We spent much of The Superyacht Forum talking about the next 10 years, in the broader context of society’s cultural imperative to save the world. This was most welcome, as it indicates a profound, industry-wide shift towards environmental and social governance (ESG). And there are both challenges and consequent market opportunities, ahead to deliver superyachts whose performance is better optimised, for greater operational efficacy.
But while future thinking is inspiring, it’s also important to reflect on the here and now.
It has been another year of consistency for the superyacht industry. When reviewing the new build statistics on 19th December, there were 142 confirmed deliveries for the year, which based on that figure, could theoretically bring the final figure to c. 147. I estimate the final figure will actually be greater, as we know of the propensity for deliveries to be tied in with festivities.
Thus, the new build market, YoY, is broadly where it was in 2018 – give or take a handful of units. The average LOA of vessels delivered this year has fallen somewhat, from 45.8m in 2018, to 44.3m in 2019. This is somewhat surprising, as the higher echelons of the market have proven more robust in recent times. But it points to a slight contraction of the market as a whole, rather than any shift in activity between size sectors.
Where there has been a bit of a slowdown is within the resale market. By 19th December, there were still 31 fewer transactions than 2018 year-end, with a total market capitalisation of €210 million less. Where the market has seen growth, however, is the average value per vessel, which has risen by €300,000, to €11.6 million.

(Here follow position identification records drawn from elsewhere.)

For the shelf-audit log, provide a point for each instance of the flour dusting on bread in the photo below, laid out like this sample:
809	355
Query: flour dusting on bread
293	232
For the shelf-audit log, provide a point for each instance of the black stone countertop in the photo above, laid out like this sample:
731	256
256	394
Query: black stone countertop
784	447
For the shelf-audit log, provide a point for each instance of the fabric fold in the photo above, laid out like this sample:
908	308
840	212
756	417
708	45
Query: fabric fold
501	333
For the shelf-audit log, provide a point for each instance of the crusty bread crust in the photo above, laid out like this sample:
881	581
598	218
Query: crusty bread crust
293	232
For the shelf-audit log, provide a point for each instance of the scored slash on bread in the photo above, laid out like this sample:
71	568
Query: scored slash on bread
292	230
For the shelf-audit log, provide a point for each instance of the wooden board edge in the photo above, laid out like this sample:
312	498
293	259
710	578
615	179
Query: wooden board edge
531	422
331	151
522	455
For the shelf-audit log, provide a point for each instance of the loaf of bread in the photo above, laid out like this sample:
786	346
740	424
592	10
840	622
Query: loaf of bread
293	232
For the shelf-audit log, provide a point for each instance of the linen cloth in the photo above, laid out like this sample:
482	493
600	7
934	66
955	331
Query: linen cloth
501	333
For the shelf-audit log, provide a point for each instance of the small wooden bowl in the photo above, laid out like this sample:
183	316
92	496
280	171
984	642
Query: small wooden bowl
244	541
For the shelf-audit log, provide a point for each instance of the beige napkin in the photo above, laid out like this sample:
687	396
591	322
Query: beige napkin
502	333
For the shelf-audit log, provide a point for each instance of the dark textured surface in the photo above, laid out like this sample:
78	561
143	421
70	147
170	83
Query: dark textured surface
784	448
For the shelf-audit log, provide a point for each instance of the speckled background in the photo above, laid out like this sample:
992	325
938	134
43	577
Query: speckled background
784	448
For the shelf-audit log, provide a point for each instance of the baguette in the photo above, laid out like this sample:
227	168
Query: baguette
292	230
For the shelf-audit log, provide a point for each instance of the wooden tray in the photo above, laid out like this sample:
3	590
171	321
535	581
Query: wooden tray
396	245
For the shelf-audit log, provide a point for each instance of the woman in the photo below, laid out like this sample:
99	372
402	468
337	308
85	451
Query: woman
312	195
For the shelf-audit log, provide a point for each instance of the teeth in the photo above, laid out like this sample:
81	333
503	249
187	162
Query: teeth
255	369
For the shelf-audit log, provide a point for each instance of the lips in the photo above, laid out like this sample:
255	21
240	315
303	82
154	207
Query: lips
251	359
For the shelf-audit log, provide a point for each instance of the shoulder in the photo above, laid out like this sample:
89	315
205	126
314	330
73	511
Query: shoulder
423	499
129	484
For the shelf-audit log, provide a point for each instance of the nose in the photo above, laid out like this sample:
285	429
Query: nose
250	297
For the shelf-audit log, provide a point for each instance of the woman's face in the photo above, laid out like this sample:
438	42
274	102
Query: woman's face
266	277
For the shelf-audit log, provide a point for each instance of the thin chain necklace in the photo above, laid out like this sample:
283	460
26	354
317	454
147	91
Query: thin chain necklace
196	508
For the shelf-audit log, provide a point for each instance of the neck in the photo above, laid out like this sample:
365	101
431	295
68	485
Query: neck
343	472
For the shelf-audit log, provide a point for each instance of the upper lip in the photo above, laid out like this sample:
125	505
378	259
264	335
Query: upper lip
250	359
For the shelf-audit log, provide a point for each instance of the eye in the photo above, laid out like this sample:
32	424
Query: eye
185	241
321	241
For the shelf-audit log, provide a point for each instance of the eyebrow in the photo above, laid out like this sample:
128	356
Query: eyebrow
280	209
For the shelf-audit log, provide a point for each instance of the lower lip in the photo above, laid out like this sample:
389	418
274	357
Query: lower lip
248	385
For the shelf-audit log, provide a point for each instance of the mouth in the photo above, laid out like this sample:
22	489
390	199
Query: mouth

While the above is much for muchness, our projections for the year ahead begin to uncover a troubling trend. Projected 2020 figures actually add gravitas to the nominal slowdown experienced in 2019.
Indeed, forecast figures for the year estimate a final new unit delivery figure of 144, with projected second-hand sales of 191. If these figures were to be realised, it could well point to two consecutive years of market contraction, which in itself is at least worthy of note.
What has not been factored in within this article is the refit market, which has enjoyed pronounced growth. So, while this market rises, and the industry’s other two key performance metrics fall, it is fair to decide that those already in the market are doubling down with their existing vessels.
And that brings us back round to the aforementioned ‘future thinking’. Perhaps, as we enter a new decade, it is time for someone to seize the day; to stop talking about alternative ownership models and start introducing them. Client interest may well be piqued, and as I said at the top of the page, market challenges also represent market opportunities.